Başbakan Erdoğan'ın hedefindeki köşe yazarı bugün köşesinden cevap verdi. Çandar'ın da soruları vardı.
Abone olBaşbakan Erdoğan'ın "Türkiye'nin avukatı ol" dediği Cengiz Çandar'dan sert yanıt. 'Kaçak Ermeniler'i sınır dışı edebiliriz' sözü üzerine Çandar, Erdoğan'ın özür dilemesi gerektiğini yazmıştı..
Çandar bugünkü köşesinde Erdoğan'a "Ne oldu da, birden ‘doğruluk’, ‘dürüstlük’ tarafınızdan sorgulanır oldu? Özür dilemek bir erdem konusudur. Özür dileyip dilememek sizin bileceğiniz iş" dedi. İşte Çandar'ın yazısından bir bölüm:
(...)Bu yazıyı, Yasemin Çongar’ın Başbakan’a yönelttiği soru ile bitirmemiştim. Ama Brüksel’e geldim ve hem Türkiye’den telefonla Tayyip Erdoğan’ın bir konuşma yaparak bana yüklendiği bildirildi; hem de internete göz attığımda ‘Tayyip Erdoğan, Cengiz Çandar’a fena çaktı’ gibisinden haber başlıkları gördüm.

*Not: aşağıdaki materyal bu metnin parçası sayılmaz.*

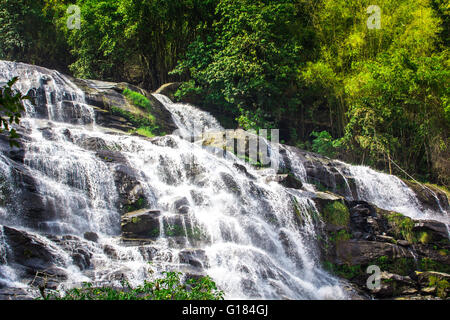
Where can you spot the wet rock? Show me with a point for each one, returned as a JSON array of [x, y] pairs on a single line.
[[169, 89], [243, 169], [19, 294], [27, 250], [142, 224], [434, 283], [437, 231], [230, 183], [131, 193], [181, 205], [429, 196], [91, 236], [93, 144], [394, 285], [82, 258], [363, 252], [286, 180], [196, 258]]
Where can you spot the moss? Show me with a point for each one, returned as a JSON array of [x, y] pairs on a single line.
[[145, 131], [441, 286], [137, 99], [336, 213], [172, 230], [428, 264], [344, 271], [135, 220], [196, 234], [154, 232], [402, 227], [141, 203], [424, 237], [401, 266]]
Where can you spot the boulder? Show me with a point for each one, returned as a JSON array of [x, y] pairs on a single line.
[[141, 224], [29, 251], [286, 180], [361, 252], [169, 89], [91, 236], [436, 230]]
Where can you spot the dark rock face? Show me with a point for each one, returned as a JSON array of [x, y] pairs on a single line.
[[30, 252], [286, 180], [143, 224], [406, 251], [325, 173], [429, 196], [169, 89]]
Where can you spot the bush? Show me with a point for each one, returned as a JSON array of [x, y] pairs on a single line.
[[168, 288]]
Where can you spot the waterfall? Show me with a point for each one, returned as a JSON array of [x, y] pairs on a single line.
[[190, 120], [252, 243], [247, 234], [390, 193]]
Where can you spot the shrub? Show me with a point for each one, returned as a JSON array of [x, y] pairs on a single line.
[[168, 288]]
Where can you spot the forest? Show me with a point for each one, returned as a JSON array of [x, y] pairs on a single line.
[[312, 68]]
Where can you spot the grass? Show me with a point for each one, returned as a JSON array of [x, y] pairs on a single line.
[[170, 287], [146, 132], [402, 226], [138, 99]]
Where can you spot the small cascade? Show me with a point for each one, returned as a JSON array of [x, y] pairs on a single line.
[[256, 239], [245, 230], [190, 120], [390, 193]]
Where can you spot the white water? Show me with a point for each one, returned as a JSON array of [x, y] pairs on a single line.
[[243, 250], [390, 193], [243, 225]]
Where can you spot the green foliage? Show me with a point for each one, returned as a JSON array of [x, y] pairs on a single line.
[[402, 227], [336, 213], [428, 264], [138, 99], [310, 68], [168, 288], [441, 285], [325, 144], [11, 109], [146, 132], [345, 271]]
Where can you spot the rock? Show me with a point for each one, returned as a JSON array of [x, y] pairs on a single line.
[[27, 250], [169, 89], [362, 252], [326, 174], [394, 285], [436, 230], [91, 236], [243, 169], [93, 144], [435, 283], [286, 180], [19, 294], [196, 258], [403, 243], [131, 193], [82, 258], [181, 205], [142, 224], [230, 183], [430, 197]]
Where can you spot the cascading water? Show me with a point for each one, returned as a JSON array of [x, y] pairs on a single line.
[[390, 193], [247, 228], [253, 245]]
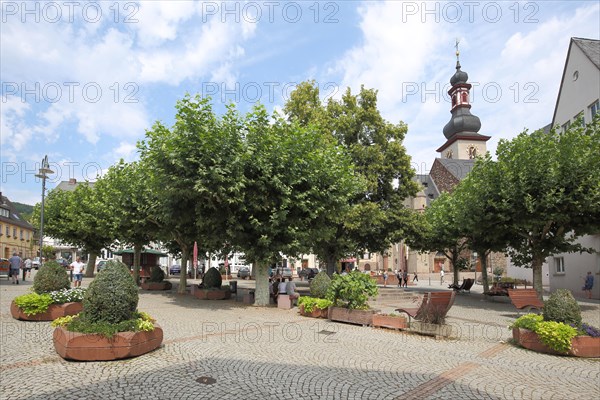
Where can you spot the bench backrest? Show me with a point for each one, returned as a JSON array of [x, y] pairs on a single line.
[[521, 297]]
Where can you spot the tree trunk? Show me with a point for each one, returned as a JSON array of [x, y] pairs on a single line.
[[331, 264], [185, 255], [89, 269], [137, 255], [261, 294], [455, 270], [537, 275], [484, 277]]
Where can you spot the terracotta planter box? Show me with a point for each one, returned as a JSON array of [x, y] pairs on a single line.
[[94, 347], [388, 321], [165, 285], [581, 346], [358, 317], [54, 311], [436, 330], [316, 312], [206, 294]]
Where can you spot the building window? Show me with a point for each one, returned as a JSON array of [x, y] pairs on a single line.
[[559, 265], [594, 108]]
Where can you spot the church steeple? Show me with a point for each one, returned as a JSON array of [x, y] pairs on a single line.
[[463, 126]]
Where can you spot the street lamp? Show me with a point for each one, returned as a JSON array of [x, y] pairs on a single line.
[[43, 174]]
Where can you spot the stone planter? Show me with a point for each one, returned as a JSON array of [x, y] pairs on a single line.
[[54, 311], [389, 321], [358, 317], [436, 330], [581, 346], [94, 347], [164, 285], [210, 294], [316, 312]]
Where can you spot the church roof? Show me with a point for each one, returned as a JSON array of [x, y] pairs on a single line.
[[458, 168]]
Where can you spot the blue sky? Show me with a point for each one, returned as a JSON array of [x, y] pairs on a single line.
[[82, 81]]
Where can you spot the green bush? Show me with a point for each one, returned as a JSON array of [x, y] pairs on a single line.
[[33, 303], [556, 335], [156, 274], [212, 279], [561, 306], [51, 276], [112, 297], [352, 291], [320, 284], [528, 321]]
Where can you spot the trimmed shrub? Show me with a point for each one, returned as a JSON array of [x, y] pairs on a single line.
[[52, 276], [212, 279], [561, 306], [156, 274], [112, 296], [320, 284]]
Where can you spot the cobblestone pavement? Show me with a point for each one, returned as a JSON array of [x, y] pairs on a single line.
[[268, 353]]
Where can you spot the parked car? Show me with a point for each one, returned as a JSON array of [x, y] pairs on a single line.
[[308, 273], [244, 272]]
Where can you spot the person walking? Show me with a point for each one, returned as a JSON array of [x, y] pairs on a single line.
[[28, 266], [589, 284], [77, 269], [15, 266]]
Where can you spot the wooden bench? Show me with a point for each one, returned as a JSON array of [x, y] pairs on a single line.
[[525, 299], [441, 300]]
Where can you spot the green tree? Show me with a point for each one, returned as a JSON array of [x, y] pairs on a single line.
[[192, 171], [375, 217], [550, 192], [294, 178], [79, 218], [480, 212], [126, 196]]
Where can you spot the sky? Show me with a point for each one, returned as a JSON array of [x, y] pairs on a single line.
[[82, 81]]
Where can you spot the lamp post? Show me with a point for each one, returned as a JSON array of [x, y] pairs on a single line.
[[43, 171]]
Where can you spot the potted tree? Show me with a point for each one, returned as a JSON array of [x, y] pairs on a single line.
[[349, 295], [559, 330], [110, 327], [211, 287], [316, 306], [156, 280], [51, 298]]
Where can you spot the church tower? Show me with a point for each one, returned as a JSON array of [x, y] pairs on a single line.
[[463, 142]]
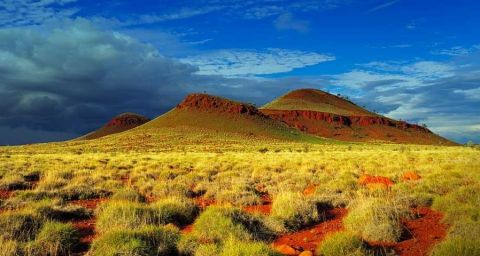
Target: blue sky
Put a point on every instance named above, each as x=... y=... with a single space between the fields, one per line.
x=67 y=66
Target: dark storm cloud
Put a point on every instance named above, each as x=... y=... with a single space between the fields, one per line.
x=76 y=77
x=73 y=78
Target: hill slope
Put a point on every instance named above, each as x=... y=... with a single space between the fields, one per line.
x=120 y=123
x=319 y=113
x=210 y=116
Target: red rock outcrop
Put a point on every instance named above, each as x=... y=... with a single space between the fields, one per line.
x=205 y=102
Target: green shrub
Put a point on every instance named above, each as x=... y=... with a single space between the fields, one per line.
x=148 y=240
x=342 y=243
x=180 y=211
x=377 y=219
x=218 y=223
x=19 y=226
x=9 y=247
x=123 y=215
x=233 y=247
x=128 y=215
x=128 y=194
x=55 y=210
x=295 y=210
x=56 y=238
x=13 y=181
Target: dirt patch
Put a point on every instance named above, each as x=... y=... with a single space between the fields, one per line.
x=264 y=208
x=310 y=190
x=204 y=202
x=86 y=228
x=311 y=237
x=424 y=232
x=410 y=176
x=5 y=194
x=91 y=204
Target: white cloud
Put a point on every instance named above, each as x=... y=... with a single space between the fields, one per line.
x=456 y=50
x=382 y=6
x=234 y=63
x=473 y=94
x=286 y=21
x=34 y=12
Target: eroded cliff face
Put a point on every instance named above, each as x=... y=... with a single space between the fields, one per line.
x=295 y=118
x=356 y=128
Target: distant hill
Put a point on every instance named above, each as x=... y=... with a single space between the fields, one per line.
x=326 y=115
x=120 y=123
x=207 y=114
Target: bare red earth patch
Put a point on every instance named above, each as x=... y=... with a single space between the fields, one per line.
x=5 y=194
x=89 y=203
x=204 y=202
x=264 y=208
x=310 y=238
x=425 y=231
x=86 y=227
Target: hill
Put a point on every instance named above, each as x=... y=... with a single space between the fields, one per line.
x=120 y=123
x=320 y=113
x=207 y=115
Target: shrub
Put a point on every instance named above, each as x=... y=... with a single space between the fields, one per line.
x=128 y=194
x=294 y=209
x=180 y=211
x=123 y=215
x=9 y=247
x=54 y=210
x=233 y=247
x=148 y=240
x=342 y=243
x=218 y=223
x=127 y=215
x=13 y=181
x=377 y=218
x=56 y=238
x=19 y=226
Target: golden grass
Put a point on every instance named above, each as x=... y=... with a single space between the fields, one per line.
x=236 y=172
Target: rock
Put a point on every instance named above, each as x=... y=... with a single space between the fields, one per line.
x=306 y=253
x=286 y=250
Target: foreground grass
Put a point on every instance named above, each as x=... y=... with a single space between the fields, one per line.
x=233 y=177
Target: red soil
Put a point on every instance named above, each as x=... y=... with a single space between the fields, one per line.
x=366 y=180
x=86 y=227
x=187 y=229
x=425 y=231
x=89 y=203
x=356 y=128
x=408 y=176
x=5 y=194
x=309 y=190
x=204 y=202
x=310 y=238
x=204 y=102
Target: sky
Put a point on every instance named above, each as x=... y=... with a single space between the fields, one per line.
x=68 y=66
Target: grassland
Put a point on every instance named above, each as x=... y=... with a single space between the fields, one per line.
x=153 y=190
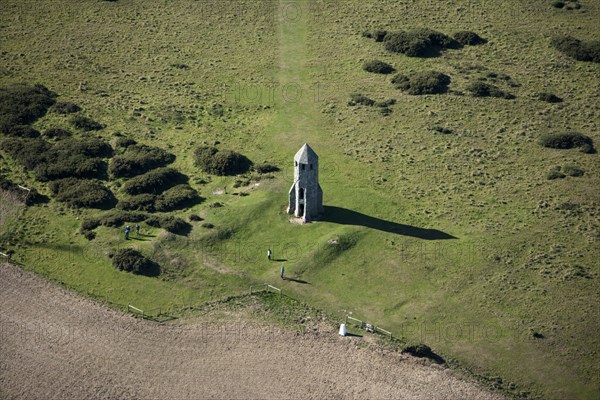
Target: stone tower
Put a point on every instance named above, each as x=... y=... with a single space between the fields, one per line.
x=306 y=195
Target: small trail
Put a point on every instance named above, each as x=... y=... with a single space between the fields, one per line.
x=297 y=119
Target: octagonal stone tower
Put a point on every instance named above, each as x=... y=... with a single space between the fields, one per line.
x=306 y=195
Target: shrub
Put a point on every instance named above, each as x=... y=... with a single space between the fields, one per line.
x=155 y=181
x=171 y=224
x=221 y=162
x=577 y=49
x=124 y=142
x=22 y=104
x=83 y=193
x=85 y=123
x=421 y=42
x=265 y=168
x=482 y=89
x=549 y=97
x=358 y=98
x=137 y=159
x=56 y=133
x=115 y=219
x=177 y=197
x=555 y=174
x=140 y=202
x=468 y=38
x=68 y=158
x=28 y=152
x=429 y=82
x=65 y=107
x=131 y=260
x=379 y=35
x=422 y=351
x=378 y=67
x=573 y=170
x=568 y=141
x=24 y=131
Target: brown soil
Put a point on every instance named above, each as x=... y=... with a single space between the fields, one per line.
x=56 y=345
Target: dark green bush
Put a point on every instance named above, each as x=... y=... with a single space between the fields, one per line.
x=578 y=49
x=573 y=170
x=420 y=42
x=137 y=159
x=65 y=107
x=359 y=98
x=24 y=131
x=379 y=35
x=68 y=158
x=568 y=141
x=549 y=97
x=555 y=174
x=117 y=218
x=265 y=168
x=140 y=202
x=85 y=123
x=28 y=152
x=131 y=260
x=56 y=133
x=422 y=351
x=378 y=67
x=468 y=38
x=83 y=193
x=221 y=162
x=22 y=104
x=195 y=217
x=482 y=89
x=176 y=198
x=155 y=181
x=171 y=224
x=124 y=142
x=429 y=82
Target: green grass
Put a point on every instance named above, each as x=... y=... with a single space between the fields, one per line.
x=511 y=267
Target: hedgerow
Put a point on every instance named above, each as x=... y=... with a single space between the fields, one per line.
x=378 y=67
x=171 y=224
x=420 y=42
x=133 y=261
x=137 y=159
x=85 y=123
x=22 y=104
x=568 y=141
x=176 y=198
x=221 y=162
x=429 y=82
x=81 y=193
x=469 y=38
x=482 y=89
x=154 y=182
x=578 y=49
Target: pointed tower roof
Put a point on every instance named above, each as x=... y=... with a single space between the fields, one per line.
x=305 y=155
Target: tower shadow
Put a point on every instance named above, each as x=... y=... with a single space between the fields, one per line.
x=339 y=215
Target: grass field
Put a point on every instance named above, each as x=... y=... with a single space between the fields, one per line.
x=455 y=240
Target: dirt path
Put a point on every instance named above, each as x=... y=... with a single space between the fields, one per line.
x=55 y=345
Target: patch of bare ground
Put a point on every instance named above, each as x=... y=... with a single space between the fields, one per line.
x=55 y=345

Yazının son bölümünü değiştirdim. Başbakan Tayyip Erdoğan’a birkaç soru da ben yönelteyim:
1. Konuşmanızda “Londra’da ifade ettiğim, ülkemdeki kaçak Ermenileri sınır dışı etmek ifadem, maalesef ulusal ve uluslararası platformlarda kaçak kelimesi atılarak kullanıldı ve kullanılıyor. Ermenileri sınır dışı etmek ile kaçak çalışan Ermenileri sınır dışı etmek arasında derin bir anlam farklılığı vardır... Kaçak Ermenilerle ilgili sözlerimi saptırmak isteyenler, umarım kendilerini tashih ederler” demişsiniz.
Biz yanlış anlamadık. ‘Kaçak Ermenileri sınır dışı etmek’ diye anladık ve buna karşı çıktık.
Soru: ‘Kaçak Ermenileri sınır dışı etmek’ten yana mısınız, değil misiniz?
2. Hızınızı alamayıp şöyle devam etmişsiniz: “Bana özür dilemelidir tavsiyesinde bulunanlara sesleniyorum, biz kimden özür dileyeceğimizi çok iyi biliyorum. Sen kimin avukatısın yahu? Bir defa dürüst ol. Doğrunun avukatı ol, yanlışın değil... Biz yolumuzda
aynen devam edeceğiz.”
Soru, daha doğrusu sorular: O, kimden özür dileyeceğinizi çok iyi bildiğiniz kim? Kimden özür dileyeceksiniz? ‘Sen kimin avukatısın yahu?’ diye soruyorsunuz. Sizce?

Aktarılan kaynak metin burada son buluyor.